The "Blank Space" singer removed her songs because she did not want to "contribute her life's work to an experiment that does not fairly compensate the writers, producers, artist and creators".
But according to boss Daniel Ek, Swift's fans have since been listening to her music on YouTube, making the whole idea pointless.
"Her YouTube streams went through the roof," Ek told Billboard. "What that tells me is the audience that was listening to Taylor Swift on Spotify went on YouTube to do it instead. Then you may ask, 'Well, what was the benefit of it?'"
Ek added that he was "a little surprised" by the extensive media coverage of Swift's controversial decision but knew he was "dealing with America's darling".
Spotify may have more than 10 million paying subscribers around the world but Swift's departure would have made quite the dent, as over 25 per cent had streamed at least one of her songs at the time.
The 25-year-old believes that "valuable things should be paid for", arguing last year that "music should not be free" and artists should not "underestimate themselves or undervalue their art".
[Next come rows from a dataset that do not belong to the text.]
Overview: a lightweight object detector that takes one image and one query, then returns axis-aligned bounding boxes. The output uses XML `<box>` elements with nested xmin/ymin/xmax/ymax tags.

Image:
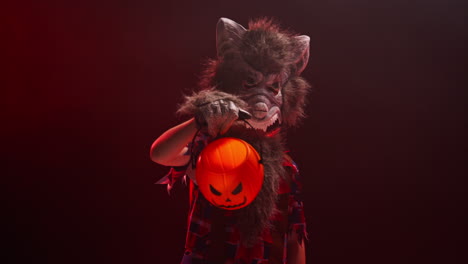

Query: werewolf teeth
<box><xmin>245</xmin><ymin>114</ymin><xmax>281</xmax><ymax>132</ymax></box>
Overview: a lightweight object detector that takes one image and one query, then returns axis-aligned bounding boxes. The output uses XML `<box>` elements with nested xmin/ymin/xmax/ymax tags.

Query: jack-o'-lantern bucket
<box><xmin>196</xmin><ymin>137</ymin><xmax>264</xmax><ymax>210</ymax></box>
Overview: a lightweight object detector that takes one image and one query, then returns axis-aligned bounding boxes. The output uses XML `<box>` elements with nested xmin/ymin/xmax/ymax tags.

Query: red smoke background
<box><xmin>0</xmin><ymin>0</ymin><xmax>467</xmax><ymax>264</ymax></box>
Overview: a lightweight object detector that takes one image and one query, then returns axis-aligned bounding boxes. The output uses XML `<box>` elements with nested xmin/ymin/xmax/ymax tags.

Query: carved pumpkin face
<box><xmin>196</xmin><ymin>137</ymin><xmax>264</xmax><ymax>210</ymax></box>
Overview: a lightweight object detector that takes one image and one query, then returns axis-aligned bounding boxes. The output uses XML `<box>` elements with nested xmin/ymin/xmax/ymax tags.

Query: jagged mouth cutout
<box><xmin>211</xmin><ymin>196</ymin><xmax>247</xmax><ymax>209</ymax></box>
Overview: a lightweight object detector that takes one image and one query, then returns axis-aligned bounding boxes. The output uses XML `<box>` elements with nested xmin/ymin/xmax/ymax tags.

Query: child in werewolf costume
<box><xmin>151</xmin><ymin>18</ymin><xmax>310</xmax><ymax>264</ymax></box>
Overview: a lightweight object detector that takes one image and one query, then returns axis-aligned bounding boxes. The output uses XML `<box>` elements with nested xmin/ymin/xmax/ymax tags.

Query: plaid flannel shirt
<box><xmin>158</xmin><ymin>135</ymin><xmax>307</xmax><ymax>264</ymax></box>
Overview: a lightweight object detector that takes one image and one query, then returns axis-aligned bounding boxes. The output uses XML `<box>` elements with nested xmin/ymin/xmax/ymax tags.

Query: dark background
<box><xmin>0</xmin><ymin>0</ymin><xmax>467</xmax><ymax>264</ymax></box>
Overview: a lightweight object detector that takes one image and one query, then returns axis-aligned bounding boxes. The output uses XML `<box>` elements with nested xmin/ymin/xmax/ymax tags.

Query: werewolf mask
<box><xmin>179</xmin><ymin>18</ymin><xmax>310</xmax><ymax>244</ymax></box>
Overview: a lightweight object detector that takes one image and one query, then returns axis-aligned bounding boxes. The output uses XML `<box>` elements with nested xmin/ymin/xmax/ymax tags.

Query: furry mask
<box><xmin>179</xmin><ymin>18</ymin><xmax>310</xmax><ymax>244</ymax></box>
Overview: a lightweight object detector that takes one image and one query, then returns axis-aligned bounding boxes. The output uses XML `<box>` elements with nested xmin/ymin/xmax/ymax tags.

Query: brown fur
<box><xmin>178</xmin><ymin>19</ymin><xmax>310</xmax><ymax>245</ymax></box>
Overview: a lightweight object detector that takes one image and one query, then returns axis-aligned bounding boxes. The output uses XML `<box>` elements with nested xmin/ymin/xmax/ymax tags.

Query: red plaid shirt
<box><xmin>159</xmin><ymin>135</ymin><xmax>307</xmax><ymax>264</ymax></box>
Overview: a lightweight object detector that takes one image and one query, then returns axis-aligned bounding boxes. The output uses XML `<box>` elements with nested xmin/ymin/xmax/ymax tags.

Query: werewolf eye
<box><xmin>232</xmin><ymin>182</ymin><xmax>242</xmax><ymax>195</ymax></box>
<box><xmin>210</xmin><ymin>184</ymin><xmax>221</xmax><ymax>196</ymax></box>
<box><xmin>268</xmin><ymin>82</ymin><xmax>281</xmax><ymax>95</ymax></box>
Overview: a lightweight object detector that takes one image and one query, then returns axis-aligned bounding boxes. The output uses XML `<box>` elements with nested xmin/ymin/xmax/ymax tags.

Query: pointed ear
<box><xmin>294</xmin><ymin>35</ymin><xmax>310</xmax><ymax>75</ymax></box>
<box><xmin>216</xmin><ymin>17</ymin><xmax>246</xmax><ymax>58</ymax></box>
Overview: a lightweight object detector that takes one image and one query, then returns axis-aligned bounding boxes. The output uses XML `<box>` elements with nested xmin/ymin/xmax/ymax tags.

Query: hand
<box><xmin>195</xmin><ymin>99</ymin><xmax>239</xmax><ymax>137</ymax></box>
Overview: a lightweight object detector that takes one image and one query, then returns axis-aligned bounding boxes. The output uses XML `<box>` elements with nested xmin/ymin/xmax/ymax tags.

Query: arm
<box><xmin>150</xmin><ymin>118</ymin><xmax>197</xmax><ymax>166</ymax></box>
<box><xmin>288</xmin><ymin>231</ymin><xmax>306</xmax><ymax>264</ymax></box>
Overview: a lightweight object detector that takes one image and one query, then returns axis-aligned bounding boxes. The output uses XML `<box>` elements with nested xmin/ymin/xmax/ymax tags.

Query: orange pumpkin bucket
<box><xmin>196</xmin><ymin>137</ymin><xmax>264</xmax><ymax>210</ymax></box>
"I felt like I was saying to my fans, 'If you create music someday, if you create a painting someday, someone can just walk into a museum, take it off the wall, rip off a corner off it and it's theirs now and they don't have to pay for it," she said.
"I didn't like the perception that it was putting forth and so I decided to change the way I was doing things."
Spotify begged Swift to return to the service with a "we love you" playlist and insisted that nearly 70 per cent of its revenue goes back to the music community.
Swift's popular repertoire can be found on Jay Z's artist-owned Tidal service as well as other subscription services Beats Music, Google Play Music and Rhapsody.
Earlier this month, Edgar Berger, Sony Music CEO said that streaming is the "final destination" for the music industry.